Palestina, tanah yang penuh sejarah, kini menjadi panggung dari kisah pilu yang seolah tak pernah selesai. Dalam bayang-bayang konflik yang berkepanjangan, rakyat Palestina mencoba bertahan, meski didera oleh kehilangan, kehancuran, dan ketidakpastian yang terus mengintai setiap harinya.
Di Gaza, sebuah pagi yang seharusnya membawa harapan sering kali dimulai dengan dentuman yang memecah langit. Rumah-rumah yang dulunya penuh gelak tawa kini rata dengan tanah, menjadi saksi bisu dari kehidupan yang tercerabut tanpa ampun. Seorang ibu menggenggam erat tangan anaknya, memeluknya seolah tak ingin melepaskan, ia takut kalau-kalau itu menjadi pelukan terakhir. Di sisi lain, seorang ayah berdiri di tengah reruntuhan, mencari dengan mata yang penuh air memgalir di wajahnya yang memar, mungkin hanya sekadar serpihan dari kenangan yang hancur.

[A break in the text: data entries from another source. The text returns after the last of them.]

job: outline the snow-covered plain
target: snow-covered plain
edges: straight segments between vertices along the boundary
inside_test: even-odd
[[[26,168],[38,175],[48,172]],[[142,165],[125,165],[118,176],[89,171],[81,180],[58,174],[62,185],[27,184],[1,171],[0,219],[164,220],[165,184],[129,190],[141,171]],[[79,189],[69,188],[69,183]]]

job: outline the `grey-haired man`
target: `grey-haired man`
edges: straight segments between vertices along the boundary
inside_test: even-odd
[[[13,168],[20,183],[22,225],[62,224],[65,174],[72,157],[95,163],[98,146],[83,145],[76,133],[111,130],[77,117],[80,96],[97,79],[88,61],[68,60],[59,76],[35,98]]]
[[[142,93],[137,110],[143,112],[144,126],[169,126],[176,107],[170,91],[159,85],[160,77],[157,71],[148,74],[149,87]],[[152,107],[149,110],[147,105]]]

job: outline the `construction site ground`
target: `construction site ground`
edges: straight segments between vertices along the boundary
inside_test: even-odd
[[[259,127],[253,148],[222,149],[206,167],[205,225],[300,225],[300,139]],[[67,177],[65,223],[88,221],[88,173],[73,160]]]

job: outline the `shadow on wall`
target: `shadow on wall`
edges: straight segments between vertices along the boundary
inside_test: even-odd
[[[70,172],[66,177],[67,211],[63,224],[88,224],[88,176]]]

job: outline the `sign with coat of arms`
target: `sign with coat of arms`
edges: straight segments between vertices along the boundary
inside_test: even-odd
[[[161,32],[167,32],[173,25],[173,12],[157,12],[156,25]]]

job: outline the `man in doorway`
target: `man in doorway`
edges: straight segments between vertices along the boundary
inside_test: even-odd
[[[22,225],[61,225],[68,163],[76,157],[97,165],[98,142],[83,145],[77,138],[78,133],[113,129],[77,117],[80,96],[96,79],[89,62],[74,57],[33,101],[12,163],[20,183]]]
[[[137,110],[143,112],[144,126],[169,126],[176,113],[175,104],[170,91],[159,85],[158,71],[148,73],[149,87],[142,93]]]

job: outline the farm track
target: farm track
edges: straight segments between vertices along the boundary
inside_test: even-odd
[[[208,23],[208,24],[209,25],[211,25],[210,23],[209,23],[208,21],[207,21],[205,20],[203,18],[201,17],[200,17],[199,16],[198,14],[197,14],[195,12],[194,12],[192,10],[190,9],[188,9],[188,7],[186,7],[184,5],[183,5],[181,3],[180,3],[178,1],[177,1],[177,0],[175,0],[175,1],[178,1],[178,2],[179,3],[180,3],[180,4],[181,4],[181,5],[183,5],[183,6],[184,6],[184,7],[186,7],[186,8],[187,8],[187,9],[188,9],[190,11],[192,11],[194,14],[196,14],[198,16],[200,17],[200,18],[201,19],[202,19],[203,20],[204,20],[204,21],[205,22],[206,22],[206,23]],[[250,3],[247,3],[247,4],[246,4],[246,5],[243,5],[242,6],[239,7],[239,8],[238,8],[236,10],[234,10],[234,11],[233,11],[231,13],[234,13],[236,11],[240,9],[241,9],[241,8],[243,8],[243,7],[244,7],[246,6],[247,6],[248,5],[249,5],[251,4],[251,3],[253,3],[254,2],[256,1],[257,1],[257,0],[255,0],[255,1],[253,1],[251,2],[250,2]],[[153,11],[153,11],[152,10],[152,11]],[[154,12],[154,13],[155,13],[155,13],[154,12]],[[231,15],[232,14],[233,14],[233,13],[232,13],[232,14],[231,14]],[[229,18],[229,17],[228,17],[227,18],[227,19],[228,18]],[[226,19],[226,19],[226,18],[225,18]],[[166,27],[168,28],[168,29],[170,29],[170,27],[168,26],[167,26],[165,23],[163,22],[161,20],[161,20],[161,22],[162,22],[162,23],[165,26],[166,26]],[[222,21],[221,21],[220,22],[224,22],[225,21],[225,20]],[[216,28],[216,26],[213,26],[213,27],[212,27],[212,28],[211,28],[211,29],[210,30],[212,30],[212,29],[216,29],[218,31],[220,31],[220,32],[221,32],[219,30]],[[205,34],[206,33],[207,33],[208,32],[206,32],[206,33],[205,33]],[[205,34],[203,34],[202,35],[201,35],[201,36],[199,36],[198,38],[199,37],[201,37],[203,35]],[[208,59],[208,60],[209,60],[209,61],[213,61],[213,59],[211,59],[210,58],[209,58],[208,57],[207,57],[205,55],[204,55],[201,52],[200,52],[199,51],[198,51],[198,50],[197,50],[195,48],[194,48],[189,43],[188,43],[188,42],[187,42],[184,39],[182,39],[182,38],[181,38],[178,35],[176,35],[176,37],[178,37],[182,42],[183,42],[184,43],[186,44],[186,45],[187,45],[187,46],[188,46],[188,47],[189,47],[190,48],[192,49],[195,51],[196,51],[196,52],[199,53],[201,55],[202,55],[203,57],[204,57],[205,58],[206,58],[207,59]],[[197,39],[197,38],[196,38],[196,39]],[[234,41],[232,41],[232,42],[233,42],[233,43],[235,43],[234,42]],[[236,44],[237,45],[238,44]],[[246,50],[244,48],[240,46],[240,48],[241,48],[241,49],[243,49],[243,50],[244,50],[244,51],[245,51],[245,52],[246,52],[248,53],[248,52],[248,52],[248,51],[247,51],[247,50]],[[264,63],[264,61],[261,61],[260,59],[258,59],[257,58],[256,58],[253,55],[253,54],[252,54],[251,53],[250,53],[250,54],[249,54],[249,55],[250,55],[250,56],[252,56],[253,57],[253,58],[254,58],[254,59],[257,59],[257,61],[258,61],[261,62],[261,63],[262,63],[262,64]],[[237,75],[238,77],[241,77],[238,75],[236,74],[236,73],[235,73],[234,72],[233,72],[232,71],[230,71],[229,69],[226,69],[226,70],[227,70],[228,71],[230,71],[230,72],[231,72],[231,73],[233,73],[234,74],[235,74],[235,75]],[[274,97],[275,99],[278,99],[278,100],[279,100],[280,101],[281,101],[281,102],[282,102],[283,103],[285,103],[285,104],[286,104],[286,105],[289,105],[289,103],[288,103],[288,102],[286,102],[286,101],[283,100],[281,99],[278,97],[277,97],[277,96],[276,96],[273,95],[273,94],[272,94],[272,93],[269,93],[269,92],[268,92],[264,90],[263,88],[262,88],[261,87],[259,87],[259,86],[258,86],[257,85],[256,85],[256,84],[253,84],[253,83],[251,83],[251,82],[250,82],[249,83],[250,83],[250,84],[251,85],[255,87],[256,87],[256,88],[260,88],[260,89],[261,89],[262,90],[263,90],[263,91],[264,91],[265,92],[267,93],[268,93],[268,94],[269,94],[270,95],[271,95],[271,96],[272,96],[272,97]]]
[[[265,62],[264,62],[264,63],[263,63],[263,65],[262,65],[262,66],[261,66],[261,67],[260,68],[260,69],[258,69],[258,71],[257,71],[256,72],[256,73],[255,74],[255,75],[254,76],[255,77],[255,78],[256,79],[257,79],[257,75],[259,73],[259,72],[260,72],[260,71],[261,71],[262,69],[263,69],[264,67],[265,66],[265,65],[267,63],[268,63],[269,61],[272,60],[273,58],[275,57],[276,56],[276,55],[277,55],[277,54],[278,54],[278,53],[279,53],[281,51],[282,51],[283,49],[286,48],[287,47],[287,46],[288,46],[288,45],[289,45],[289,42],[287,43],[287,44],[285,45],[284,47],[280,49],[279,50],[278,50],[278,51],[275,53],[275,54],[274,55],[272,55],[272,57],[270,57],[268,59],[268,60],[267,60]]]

Anak-anak Palestina, yang seharusnya sedang belajar mengejar mimpi, justru tumbuh di tengah deru senjata dan dinding-dinding tinggi yang membatasi pandangan mereka akan dunia. Mata mereka kehilangan cahaya polos nan lugu, digantikan dengan bayangan kesedihan yang terlalu berat untuk usia semuda itu. Bagi mereka, bermain bola di jalanan adalah kemewahan, sementara bunyi drone di atas kepala menjadi suara yang lebih akrab dibandingkan tawa teman-teman mereka.
Namun, penderitaan ini bukan hanya tentang kehidupan yang terenggut atau rumah yang hilang. Ini adalah tentang sebuah bangsa yang dipaksa bertahan di bawah tekanan yang tak kenal henti. Hak-hak dasar seperti air bersih, kebebasan bergerak, atau sekadar tidur tanpa rasa takut adalah kemewahan yang tak pernah mereka nikmati. Mereka tidak hanya kehilangan tanahnya, tetapi juga mimpi-mimpi dan hak untuk hidup tanpa rasa cemas.
Dan di balik semua ini, dunia terus berputar. Berita tentang Palestina sesekali melintas di layar televisi, menarik simpati sementara, sebelum akhirnya tenggelam oleh kabar lain yang lebih segar. Bagaimana bisa dunia begitu diam ketika ada bangsa yang begitu keras memperjuangkan sekadar hak untuk hidup? Apakah kita terlalu jauh hingga lupa bahwa mereka, seperti kita, juga manusia dengan rasa sakit yang sama?
Rakyat Palestina tidak hanya berjuang melawan penjajahan, tetapi juga melawan waktu yang terus merebut harapan mereka. Luka-luka yang ditinggalkan konflik ini menganga lebar, menunggu uluran tangan keadilan yang tak kunjung datang. Dunia harus menyadari, bahwa diam berarti turut andil dalam membiarkan penderitaan ini terus berlangsung.
Kisah Palestina adalah kisah tentang keberanian di tengah kehancuran, harapan di tengah keputusasaan, dan cinta yang tetap bertahan meski segalanya telah hilang. Mereka adalah cermin dari sebuah perjuangan untuk hidup, untuk diakui, dan untuk dicintai sebagai manusia seutuhnya. Dan jika kita masih memiliki hati, bagaimana bisa kita tidak terenyuh melihat luka yang seolah tak pernah dibiarkan sembuh ini?